The Associated Press
WASHINGTON - Federal regulators, strengthening their response to the mutual fund scandal, proposed Wednesday to ban special incentive payments by fund companies to brokerages and required that companies provide fund investors more information on fees.
The Securities and Exchange Commission, which has been making a series of changes in rules governing the mutual fund industry, is promising relief to investors from fund abuses by early summer.
The five-member SEC voted in a public meeting to propose a ban on fund companies making special payments to brokerage firms for steering clients toward certain funds - a long-standing practice that critics say creates conflicts of interest and drives up costs to investors. The proposal will be submitted for public comment for several weeks and likely adopted by the agency sometime afterward.
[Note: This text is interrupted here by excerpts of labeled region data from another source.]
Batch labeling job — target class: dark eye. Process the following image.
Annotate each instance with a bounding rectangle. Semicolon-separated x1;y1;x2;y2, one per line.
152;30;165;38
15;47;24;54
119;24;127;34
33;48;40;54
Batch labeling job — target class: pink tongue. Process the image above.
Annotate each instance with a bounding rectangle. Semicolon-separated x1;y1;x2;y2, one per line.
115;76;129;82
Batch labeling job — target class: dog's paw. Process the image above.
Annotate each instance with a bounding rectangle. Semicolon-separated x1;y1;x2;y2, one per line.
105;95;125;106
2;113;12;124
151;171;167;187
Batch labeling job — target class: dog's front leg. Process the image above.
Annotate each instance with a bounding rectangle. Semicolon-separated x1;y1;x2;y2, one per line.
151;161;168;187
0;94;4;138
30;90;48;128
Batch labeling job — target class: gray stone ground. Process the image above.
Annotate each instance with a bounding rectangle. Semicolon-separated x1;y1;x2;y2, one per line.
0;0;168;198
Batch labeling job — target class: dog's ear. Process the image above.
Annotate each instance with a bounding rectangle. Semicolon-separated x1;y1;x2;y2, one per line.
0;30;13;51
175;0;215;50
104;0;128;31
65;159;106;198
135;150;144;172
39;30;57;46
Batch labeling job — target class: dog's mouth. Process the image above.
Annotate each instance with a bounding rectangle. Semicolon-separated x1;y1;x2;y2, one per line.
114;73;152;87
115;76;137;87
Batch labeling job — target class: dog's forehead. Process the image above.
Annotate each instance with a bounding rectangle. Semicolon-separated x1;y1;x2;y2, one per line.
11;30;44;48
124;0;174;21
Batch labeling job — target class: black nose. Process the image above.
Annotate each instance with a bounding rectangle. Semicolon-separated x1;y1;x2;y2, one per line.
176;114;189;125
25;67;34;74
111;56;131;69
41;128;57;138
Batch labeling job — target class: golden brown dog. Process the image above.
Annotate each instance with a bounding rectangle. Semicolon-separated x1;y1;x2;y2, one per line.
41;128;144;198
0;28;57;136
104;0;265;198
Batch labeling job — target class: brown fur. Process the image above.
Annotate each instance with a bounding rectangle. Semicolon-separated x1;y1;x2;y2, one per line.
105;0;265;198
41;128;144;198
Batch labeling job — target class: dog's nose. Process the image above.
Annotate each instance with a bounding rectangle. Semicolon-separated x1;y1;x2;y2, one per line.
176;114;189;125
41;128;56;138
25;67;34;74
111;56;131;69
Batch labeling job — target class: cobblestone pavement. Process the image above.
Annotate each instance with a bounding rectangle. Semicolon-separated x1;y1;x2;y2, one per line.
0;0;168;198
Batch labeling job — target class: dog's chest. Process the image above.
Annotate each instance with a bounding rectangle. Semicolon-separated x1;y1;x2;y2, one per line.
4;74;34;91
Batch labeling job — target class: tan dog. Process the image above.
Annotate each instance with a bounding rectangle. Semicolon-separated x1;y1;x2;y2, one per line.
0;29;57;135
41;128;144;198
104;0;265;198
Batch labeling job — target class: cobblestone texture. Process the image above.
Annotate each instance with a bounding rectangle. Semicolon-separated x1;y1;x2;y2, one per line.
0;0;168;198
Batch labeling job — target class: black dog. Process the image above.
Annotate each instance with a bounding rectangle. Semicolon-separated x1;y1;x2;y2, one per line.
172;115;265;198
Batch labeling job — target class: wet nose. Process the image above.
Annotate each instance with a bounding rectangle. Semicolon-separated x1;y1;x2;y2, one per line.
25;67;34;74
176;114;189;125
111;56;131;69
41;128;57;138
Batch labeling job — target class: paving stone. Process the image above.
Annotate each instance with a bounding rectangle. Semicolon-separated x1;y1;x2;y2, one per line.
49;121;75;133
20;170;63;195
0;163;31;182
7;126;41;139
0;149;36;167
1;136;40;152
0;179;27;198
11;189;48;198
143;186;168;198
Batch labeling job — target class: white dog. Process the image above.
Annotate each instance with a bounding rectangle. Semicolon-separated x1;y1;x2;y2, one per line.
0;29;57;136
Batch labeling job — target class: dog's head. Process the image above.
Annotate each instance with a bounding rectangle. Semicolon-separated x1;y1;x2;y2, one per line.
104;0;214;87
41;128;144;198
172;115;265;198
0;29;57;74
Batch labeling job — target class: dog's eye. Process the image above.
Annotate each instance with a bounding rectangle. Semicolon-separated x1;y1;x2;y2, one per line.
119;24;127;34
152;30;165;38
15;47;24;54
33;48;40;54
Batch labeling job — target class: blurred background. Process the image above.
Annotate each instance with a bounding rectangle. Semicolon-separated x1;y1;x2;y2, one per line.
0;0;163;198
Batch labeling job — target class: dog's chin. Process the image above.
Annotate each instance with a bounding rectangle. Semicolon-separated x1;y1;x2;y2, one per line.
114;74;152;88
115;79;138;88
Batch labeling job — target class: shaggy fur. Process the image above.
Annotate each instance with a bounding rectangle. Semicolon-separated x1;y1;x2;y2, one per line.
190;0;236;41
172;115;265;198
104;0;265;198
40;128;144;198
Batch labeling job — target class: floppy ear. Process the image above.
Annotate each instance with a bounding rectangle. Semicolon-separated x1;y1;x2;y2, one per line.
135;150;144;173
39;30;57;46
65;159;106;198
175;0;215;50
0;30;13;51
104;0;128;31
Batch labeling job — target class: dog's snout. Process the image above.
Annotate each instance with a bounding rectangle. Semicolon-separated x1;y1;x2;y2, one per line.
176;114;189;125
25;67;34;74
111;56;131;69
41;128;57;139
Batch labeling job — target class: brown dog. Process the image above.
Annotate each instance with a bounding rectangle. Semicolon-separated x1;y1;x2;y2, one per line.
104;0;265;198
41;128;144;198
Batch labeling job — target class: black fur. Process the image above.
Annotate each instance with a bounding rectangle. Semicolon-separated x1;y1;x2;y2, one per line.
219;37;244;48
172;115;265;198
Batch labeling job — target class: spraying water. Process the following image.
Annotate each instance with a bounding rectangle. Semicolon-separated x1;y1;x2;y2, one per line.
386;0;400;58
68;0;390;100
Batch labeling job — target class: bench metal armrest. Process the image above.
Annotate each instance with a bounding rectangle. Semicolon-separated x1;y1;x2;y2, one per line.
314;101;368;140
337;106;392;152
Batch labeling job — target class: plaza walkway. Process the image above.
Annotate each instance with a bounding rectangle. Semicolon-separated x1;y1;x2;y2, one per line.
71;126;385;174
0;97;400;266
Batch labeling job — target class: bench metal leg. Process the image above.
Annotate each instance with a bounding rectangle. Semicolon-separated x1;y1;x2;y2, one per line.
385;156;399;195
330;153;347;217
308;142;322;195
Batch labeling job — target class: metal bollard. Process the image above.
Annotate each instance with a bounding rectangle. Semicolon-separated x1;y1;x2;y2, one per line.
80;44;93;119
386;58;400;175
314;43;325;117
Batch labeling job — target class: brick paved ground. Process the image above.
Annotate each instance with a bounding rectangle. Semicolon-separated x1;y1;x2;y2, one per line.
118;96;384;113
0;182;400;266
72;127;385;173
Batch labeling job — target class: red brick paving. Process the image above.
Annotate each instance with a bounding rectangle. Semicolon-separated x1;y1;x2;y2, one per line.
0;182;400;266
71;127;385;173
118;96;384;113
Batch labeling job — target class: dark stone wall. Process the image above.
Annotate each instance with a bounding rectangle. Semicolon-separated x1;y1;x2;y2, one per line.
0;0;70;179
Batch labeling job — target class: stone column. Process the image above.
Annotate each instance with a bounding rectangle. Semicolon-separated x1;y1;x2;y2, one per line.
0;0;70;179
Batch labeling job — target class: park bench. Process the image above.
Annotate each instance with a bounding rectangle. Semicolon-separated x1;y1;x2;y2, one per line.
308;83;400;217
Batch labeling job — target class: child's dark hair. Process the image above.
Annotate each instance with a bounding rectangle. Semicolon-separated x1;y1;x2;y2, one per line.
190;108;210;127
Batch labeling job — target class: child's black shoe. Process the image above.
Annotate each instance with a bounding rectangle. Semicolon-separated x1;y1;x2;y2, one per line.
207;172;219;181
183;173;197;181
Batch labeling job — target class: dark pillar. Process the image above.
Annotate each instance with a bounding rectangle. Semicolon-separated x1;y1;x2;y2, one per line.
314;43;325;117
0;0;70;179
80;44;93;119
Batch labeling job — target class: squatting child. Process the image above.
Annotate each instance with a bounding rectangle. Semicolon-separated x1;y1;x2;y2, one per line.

SEC chairman William Donaldson said that in recent years, "It has become painfully clear that the practice of directing ... (fund money) to a broker or dealer as compensation for distribution of the fund's shares presents opportunities for abuse."
The practice is all the more troubling, he said, "because its impact is hidden from investors."
Underscoring the proposal's far-reaching impact, Donaldson said: "This one is going to hit them where it hurts."
The SEC commissioners also voted to adopt a new rule requiring funds to provide investors a twice-yearly "shareholder report" with fuller information on fees and expenses. The report would include the dollar amount of fund expenses paid by shareholders on a $1,000 investment.
The new disclosure will "enable investors to determine the amount of fees they paid on an ongoing basis, as well as to compare the amount of fees charged by other funds," said Paul Roye, head of the SEC division that oversees the mutual fund industry.
Also under the new rule, fund companies will be required to give investors more information every quarter about the stocks the funds invest in.
The SEC move goes beyond a recent agency proposal to require that fund companies disclose such special arrangements to investors. An investigation by the agency found that the practice was rampant in the mutual fund industry and frequently undisclosed - prompting officials to express outrage.